Onderzoeken we dus wat de relatie is tussen transgressie en het beeld,
zodat we vervolgens kunnen uitmaken in hoeverre transgressie
constitutief is voor het beeld.
TRANSGRESSIE: DE CULTUS VAN HET DOORBREKEN
VAN DE NORM
And what there is to conquer
By strength and submission, has already been discovered
Once or twice, or several times, by men whom one cannot hope
To emulate—but there is no competition—
There is only the fight to recover what has been lost
And found and lost again and again: and now, under conditions
That seem unpropitious. . . .
Eliot
Omdat de ervaring van generaties erin is neergeslagen, is traditie
vaak een waarborg voor kwaliteit. Maar de menselijke
drang tot verbetering verzet zich tegen de traditionele werkwijze, wat
leidt tot een stelselmatige verbetering van wat werd overgeleverd.

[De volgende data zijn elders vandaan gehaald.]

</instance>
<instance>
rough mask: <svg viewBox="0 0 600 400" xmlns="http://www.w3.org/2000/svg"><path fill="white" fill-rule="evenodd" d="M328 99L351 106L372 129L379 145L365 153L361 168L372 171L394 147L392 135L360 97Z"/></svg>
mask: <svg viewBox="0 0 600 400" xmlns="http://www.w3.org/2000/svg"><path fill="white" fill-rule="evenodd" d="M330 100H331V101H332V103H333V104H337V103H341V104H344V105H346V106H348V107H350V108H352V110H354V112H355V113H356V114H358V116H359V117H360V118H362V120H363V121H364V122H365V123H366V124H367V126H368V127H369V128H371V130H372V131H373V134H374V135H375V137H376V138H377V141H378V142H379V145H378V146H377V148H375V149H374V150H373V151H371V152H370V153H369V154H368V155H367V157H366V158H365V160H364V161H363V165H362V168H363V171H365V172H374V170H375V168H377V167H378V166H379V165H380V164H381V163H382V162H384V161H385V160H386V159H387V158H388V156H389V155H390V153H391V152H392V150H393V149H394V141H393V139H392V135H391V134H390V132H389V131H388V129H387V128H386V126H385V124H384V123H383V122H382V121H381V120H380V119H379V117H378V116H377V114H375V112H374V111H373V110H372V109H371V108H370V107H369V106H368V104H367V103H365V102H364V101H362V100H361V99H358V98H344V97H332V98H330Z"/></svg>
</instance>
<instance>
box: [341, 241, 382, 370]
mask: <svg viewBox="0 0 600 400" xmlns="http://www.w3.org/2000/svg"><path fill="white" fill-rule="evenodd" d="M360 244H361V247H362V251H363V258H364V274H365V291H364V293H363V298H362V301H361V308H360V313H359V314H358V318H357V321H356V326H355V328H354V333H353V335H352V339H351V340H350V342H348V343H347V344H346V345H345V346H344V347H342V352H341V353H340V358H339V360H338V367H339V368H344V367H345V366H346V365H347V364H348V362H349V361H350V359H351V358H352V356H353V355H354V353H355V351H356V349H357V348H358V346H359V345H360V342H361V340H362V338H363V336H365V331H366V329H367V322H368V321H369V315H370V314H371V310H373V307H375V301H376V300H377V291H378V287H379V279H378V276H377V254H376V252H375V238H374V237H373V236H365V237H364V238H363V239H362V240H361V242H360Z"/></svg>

Op neutrale terreinen stelt dat geen probleem. Maar zodra het gaat om
tradities met een groepsbindende functie, dreigt vernieuwing de
groepsbinding in gevaar te brengen. Handhaven van de traditie wordt dan
de norm, en doordrijven van vernieuwing een doorbreken van die norm, een
transgressieve daad. Juist daarom kan die transgressieve daad tot nieuwe norm worden voor
degenen die zich verenigd weten in hun afkeer van de traditionele
gemeenschap.
Het groepsbindende karakter van vele tradities verklaart waarom er,
naast de drang om te verbeteren, ook een ander motief kan bestaan om te breken met het bestaande: het verlangen om een nieuwe groep te
stichten. Dat gebeurt, zoals al vermeld in VII, 2 door het ontwikkelen van een groepsbindend
gedrag, dat zich in één of ander dimensie van het oude onderscheidt,
meestal door
de introductie van een of andere tegenstelling: bv. inzake kunst geometrisch
tegenover organisch, atonaal tegenover tonaal,
'abstract' tegenover figuratief, en ga zo maar door.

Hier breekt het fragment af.